An appeals court panel on Thursday invalidated a 2017 ruling that required Glendale city officials to repay ratepayers roughly $60 million for what was then considered an illegal 2013 electricity rate hike and the transfer of electric revenues to its General Fund — but the case isn’t over.
Glendale electric rates adopted in 2007 constituted a partial tax because their inclusion of an annual fund transfer from Glendale Water & Power to the city’s General Fund caused them to exceed the costs of providing service, according to the Second District Court of Appeal.
However, the rates, including the transfer, were adopted before the passage of Proposition 26, under which taxes require two-thirds voter approval. Proposition 26 is not applied retroactively, so the initial inclusion of the transfer cost in the rates is lawful, the appeals court ruled.

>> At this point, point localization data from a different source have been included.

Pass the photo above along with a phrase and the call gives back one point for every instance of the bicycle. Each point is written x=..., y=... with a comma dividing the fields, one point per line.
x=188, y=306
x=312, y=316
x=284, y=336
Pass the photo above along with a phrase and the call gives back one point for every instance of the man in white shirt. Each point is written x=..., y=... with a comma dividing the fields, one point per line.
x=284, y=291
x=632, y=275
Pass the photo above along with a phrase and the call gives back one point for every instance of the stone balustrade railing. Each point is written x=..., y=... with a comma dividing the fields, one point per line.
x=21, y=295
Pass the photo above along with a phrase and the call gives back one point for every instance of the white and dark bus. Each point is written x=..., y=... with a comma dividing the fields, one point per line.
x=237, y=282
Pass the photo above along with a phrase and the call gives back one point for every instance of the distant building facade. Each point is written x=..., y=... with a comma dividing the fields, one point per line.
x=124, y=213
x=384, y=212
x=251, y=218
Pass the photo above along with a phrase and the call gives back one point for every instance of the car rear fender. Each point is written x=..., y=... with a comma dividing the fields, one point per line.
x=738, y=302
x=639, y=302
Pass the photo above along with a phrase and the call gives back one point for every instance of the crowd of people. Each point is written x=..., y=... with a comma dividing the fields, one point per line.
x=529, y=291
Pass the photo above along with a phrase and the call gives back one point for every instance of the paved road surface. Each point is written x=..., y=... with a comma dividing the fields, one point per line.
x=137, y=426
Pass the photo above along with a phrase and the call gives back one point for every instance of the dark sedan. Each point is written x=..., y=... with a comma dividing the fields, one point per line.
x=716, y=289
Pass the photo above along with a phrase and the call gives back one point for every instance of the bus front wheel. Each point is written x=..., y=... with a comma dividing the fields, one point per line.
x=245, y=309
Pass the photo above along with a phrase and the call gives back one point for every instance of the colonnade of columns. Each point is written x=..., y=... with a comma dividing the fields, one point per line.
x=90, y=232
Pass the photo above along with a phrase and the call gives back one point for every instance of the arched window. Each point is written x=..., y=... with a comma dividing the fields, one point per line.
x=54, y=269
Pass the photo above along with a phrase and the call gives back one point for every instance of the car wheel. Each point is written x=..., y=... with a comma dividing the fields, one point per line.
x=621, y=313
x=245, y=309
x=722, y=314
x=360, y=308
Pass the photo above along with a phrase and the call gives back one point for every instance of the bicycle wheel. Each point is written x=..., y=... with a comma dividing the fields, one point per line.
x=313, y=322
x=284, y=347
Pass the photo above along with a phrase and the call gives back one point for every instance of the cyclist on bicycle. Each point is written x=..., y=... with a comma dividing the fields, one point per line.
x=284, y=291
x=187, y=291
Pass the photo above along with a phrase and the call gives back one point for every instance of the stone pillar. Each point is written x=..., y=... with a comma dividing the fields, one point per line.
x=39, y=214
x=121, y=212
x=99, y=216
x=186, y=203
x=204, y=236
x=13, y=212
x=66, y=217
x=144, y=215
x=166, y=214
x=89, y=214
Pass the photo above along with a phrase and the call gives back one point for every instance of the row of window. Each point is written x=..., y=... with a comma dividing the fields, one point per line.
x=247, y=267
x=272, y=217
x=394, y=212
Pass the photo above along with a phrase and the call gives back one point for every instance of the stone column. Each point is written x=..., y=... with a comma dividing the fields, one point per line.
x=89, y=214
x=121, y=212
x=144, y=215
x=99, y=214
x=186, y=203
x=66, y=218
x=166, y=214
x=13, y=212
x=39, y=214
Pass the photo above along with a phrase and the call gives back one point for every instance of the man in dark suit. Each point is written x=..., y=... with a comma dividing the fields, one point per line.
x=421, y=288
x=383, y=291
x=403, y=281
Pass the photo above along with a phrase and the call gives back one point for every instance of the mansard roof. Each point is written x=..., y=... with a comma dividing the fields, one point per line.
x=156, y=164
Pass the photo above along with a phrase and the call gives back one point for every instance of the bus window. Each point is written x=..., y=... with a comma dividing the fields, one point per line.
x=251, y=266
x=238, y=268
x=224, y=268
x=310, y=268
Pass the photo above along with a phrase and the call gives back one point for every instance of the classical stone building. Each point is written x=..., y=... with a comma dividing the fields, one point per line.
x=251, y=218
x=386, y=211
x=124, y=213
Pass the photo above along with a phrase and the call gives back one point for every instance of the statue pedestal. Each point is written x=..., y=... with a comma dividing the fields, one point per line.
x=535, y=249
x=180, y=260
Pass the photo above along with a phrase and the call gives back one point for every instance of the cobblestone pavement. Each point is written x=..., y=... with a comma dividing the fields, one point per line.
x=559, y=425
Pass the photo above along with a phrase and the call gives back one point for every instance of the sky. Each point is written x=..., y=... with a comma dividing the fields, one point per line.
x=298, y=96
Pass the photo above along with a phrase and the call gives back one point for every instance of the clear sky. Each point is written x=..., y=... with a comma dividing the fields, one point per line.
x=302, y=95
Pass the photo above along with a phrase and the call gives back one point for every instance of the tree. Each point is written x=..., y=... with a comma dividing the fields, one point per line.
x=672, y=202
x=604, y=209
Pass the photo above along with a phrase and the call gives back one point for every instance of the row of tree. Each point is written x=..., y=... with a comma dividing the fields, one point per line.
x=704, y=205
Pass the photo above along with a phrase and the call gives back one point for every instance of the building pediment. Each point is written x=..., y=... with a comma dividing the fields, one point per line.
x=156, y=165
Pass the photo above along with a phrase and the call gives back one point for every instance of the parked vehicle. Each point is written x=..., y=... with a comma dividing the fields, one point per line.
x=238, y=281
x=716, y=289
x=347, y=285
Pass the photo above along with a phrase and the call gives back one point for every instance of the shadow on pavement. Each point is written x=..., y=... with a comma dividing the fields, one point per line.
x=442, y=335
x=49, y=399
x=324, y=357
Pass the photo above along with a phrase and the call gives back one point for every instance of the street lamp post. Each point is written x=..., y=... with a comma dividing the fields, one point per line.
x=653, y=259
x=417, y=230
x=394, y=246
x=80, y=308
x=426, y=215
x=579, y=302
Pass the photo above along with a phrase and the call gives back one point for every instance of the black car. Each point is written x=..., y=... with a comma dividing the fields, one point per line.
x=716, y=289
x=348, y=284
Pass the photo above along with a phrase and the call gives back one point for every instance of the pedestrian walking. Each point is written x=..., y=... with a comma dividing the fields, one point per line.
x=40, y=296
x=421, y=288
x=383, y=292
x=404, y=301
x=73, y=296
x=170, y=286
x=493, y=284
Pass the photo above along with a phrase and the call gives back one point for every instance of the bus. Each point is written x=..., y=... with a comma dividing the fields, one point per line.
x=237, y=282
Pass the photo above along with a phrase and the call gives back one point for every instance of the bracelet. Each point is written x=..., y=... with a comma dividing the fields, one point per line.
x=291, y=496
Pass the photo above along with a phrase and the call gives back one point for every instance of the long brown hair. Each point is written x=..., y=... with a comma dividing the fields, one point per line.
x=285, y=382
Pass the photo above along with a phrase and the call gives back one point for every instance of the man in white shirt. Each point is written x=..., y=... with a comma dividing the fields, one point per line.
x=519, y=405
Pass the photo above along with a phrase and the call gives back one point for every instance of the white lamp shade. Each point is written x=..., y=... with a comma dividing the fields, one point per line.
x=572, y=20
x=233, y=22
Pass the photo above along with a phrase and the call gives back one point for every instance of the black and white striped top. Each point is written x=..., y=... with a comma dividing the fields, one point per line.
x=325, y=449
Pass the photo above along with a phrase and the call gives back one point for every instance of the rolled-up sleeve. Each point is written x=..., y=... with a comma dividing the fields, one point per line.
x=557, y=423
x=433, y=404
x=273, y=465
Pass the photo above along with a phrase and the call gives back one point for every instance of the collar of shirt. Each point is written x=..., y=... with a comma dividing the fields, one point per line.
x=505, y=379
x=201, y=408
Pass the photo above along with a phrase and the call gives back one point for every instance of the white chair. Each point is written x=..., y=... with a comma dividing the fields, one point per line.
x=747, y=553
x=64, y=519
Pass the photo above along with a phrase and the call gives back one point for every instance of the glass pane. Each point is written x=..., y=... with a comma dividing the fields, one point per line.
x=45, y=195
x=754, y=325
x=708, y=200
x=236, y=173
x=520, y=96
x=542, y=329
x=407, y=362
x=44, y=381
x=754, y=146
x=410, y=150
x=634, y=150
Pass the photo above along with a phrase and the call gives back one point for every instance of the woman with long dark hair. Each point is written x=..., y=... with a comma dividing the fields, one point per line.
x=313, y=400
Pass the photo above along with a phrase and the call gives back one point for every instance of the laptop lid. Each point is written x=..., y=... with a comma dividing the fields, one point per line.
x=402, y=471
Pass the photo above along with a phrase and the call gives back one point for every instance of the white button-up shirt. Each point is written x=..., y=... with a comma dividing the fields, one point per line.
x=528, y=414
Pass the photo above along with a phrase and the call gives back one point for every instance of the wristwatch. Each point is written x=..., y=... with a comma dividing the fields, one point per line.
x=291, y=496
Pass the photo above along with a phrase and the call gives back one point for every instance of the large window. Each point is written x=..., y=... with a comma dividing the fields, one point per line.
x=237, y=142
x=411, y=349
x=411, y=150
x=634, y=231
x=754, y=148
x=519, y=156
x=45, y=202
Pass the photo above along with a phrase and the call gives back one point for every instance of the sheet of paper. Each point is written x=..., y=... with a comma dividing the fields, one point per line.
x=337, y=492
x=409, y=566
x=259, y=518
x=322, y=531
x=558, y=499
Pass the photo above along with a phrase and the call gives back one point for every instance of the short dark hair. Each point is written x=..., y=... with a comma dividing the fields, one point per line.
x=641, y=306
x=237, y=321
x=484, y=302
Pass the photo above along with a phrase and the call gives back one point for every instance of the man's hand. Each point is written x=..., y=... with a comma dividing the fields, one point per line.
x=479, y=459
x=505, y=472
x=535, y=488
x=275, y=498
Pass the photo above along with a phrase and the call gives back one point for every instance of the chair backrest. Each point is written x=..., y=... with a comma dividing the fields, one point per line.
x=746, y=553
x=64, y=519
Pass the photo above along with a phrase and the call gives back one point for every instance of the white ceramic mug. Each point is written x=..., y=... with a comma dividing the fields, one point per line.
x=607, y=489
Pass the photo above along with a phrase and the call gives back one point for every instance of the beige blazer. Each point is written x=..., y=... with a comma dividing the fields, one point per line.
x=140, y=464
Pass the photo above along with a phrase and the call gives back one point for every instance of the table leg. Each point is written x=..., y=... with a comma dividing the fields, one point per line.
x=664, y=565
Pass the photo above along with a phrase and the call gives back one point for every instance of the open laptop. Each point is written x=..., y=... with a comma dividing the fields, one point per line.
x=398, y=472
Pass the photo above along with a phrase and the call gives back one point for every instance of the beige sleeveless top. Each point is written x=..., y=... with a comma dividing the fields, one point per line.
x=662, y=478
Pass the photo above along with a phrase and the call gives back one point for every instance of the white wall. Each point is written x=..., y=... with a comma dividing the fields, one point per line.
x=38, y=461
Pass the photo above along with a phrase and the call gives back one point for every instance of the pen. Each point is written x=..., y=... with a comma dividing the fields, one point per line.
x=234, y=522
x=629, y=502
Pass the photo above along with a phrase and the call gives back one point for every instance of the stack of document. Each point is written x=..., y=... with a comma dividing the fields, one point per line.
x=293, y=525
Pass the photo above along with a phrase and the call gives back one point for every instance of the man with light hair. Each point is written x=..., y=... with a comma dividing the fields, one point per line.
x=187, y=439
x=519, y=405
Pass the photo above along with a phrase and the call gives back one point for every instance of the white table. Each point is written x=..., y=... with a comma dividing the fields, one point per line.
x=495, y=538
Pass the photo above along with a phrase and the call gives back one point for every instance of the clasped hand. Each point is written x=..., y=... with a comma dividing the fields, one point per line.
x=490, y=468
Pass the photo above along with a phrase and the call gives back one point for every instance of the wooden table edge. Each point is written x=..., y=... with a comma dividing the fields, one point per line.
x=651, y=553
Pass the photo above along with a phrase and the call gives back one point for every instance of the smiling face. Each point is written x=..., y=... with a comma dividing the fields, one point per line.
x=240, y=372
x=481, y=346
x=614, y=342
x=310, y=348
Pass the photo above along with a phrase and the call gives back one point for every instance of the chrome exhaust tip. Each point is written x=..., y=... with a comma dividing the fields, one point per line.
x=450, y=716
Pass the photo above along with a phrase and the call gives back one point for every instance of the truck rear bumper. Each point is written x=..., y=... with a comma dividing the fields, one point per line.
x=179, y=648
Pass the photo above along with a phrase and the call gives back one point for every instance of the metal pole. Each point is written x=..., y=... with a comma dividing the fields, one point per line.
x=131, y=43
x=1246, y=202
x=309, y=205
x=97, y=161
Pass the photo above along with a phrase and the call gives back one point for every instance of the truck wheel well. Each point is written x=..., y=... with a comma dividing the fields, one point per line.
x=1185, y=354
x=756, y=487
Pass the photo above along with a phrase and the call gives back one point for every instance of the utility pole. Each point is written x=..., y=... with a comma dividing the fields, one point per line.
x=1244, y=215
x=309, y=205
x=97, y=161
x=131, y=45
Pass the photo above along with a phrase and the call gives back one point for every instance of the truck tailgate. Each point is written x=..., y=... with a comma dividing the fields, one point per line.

That reverses a January 2017 ruling by L.A. Superior Court Judge James Chalfant stating that Glendale officials had violated the city’s charter when they transferred $85 million from the electric revenue fund to its General Fund during fiscal years 2010-14, although the appeals court acknowledged the city violated its charter in other ways.
That leaves open the question of whether or not the rate’s tax increased or was extended after Proposition 26 was adopted, which would trigger a violation of the state law that could result in a new financial judgment against the city.
“The trial court found that the city increased electric rates in 2013, but did not determine whether the city increased the amount of the tax incorporated in those rates,” Justice Carl Moor wrote in a 48-page opinion.
That issue — just one of many in the complex case — will need to go back to the trial court for further proceedings, unless the two sides settle or seek review by the state Supreme Court.
“We consider it a major victory for the [electrical] union and for the Glendale rate payers,” said D. William Heine, an attorney representing a local chapter of the International Brotherhood of Electrical Workers.
“We’re confident that we will show that the tax did increase, if you look at the city’s records,” he added.
The union brought the suit in 2014, following the 2012 layoff of 25 utility employees and operational downsizing that the city claimed was necessary to maintain the financial health of the utility.
At the same time, city officials continued to make annual revenue transfers to the tune of nearly $20 million from the utility to the General Fund.
That suit was consolidated with another case brought by Glendale Coalition for a Better Government, a local watchdog group.
“They raised the rate because they felt the utility needed funds, but at the same time they were draining this constant transfer out of the utility,” said coalition board member Roland Kedikian in October after oral arguments for the appeal were heard.
Michael Colantuono, an attorney representing Glendale, interpreted the opinion as an overall win for the city.
With the court ruling that the General Fund transfer itself was not a tax, “there’s no $60-million credits anymore,” Colantuono said. “It’s going to be a much smaller number — if there’s any number at all.”
According to Colantuono, if the trial court determines there was an increase following 2010, the city would only need to lower its rates back to where they were around 2006, not eliminate the General Fund transfer completely.
Heine disagreed, predicting the award would still be close to $60 million. Because the opinion stated the transfer is still not a cost of service, “it will be the major component of the rates that is in violation,” Heine said.
Because Judge Chalfant ruled that the General Fund transfers were illegal, no analysis of the energy rate’s year-over-year increases were done. Now that number crunching will have to be done, according to the appeals court.
“There wasn’t sufficient data at the court of appeal hearings for [the judges] to make a ruling” on the increase aspect, said Benjamin Benumof, counsel for the coalition.
Glendale will also need to rework its water rates, following a separate opinion from the same appeals court also issued on Thursday rejecting the city’s base rate structure.
According to that opinion, the rates were not based on the cost of service.
The deadline to file for state Supreme Court review of both cases is Feb. 5.